SLH was very reliable for finding Hamiltonian Cycles even in many of the structurally difficult graphs, with only the Fleischner graphs providing a consistent challenge. However, it was not as fast as Concorde or LKH, and was limited by the large amount of memory required for bigger instances.
We have demonstrated that studying small but challenging outlier examples can provide an insight into the weaknesses of an algorithm. Such insight could lead to finding an area of improvement for the algorithmic approaches, as well as differentiating between the algorithms.

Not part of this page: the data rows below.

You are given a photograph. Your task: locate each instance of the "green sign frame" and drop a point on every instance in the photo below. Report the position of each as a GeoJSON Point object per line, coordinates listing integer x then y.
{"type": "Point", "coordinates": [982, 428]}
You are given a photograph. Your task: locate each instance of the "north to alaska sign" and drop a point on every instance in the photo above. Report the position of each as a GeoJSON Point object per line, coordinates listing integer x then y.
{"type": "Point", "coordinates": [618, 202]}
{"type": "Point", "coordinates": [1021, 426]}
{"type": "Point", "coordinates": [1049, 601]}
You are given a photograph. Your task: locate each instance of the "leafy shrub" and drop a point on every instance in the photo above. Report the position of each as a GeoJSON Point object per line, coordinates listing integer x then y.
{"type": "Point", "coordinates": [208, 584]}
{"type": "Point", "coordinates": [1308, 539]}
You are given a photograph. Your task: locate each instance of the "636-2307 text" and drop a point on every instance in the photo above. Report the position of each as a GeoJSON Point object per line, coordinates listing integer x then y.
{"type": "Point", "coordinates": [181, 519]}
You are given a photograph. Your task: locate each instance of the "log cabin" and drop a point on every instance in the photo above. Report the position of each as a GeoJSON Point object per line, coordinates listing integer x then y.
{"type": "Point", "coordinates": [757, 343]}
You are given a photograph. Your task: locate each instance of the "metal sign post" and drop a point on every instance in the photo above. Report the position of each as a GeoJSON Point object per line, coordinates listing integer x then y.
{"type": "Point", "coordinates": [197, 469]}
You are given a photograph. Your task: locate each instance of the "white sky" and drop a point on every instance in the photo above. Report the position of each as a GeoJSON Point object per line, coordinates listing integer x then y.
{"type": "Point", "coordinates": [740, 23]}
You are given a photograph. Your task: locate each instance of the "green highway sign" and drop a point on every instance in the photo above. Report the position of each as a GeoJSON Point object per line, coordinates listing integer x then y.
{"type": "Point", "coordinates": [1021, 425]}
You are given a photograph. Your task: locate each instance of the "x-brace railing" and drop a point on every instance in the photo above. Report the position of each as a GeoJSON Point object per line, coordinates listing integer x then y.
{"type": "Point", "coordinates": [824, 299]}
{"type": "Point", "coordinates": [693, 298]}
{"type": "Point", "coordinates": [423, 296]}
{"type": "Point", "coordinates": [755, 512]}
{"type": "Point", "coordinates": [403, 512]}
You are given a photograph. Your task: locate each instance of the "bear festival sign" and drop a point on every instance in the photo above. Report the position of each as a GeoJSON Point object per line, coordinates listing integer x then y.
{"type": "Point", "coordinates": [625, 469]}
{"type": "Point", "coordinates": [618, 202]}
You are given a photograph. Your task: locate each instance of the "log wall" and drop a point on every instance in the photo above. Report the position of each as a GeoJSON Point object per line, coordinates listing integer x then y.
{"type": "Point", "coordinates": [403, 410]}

Our approach has been to find difficult instances of HCP, and assume that these will also provide difficult benchmark instances for TSP, or at least stress TSP algorithms in new ways. This is because the structure of HCP allows us to generate examples that are structurally different from examples in the existing TSP benchmark sets. A future study could look at small but difficult instances of TSP in a more general sense. Furthermore, one could look at different problems and study small but difficult instances in other optimisation settings.
Finally, a future endeavour is to theoretically extract the features of the difficult instances. For example, we have witnessed many instances where high level of symmetry combined with low number of Hamiltonian cycles generate difficult instances for various approaches. However, the type of structural symmetry that contributes to difficulty is not theoretically understood, and other instances with seemingly similar symmetrical properties were trivial to solve. Studying what makes these problems difficult could not only provide us information on how to construct better benchmark examples, it can also shed light on the nature of TSP in general.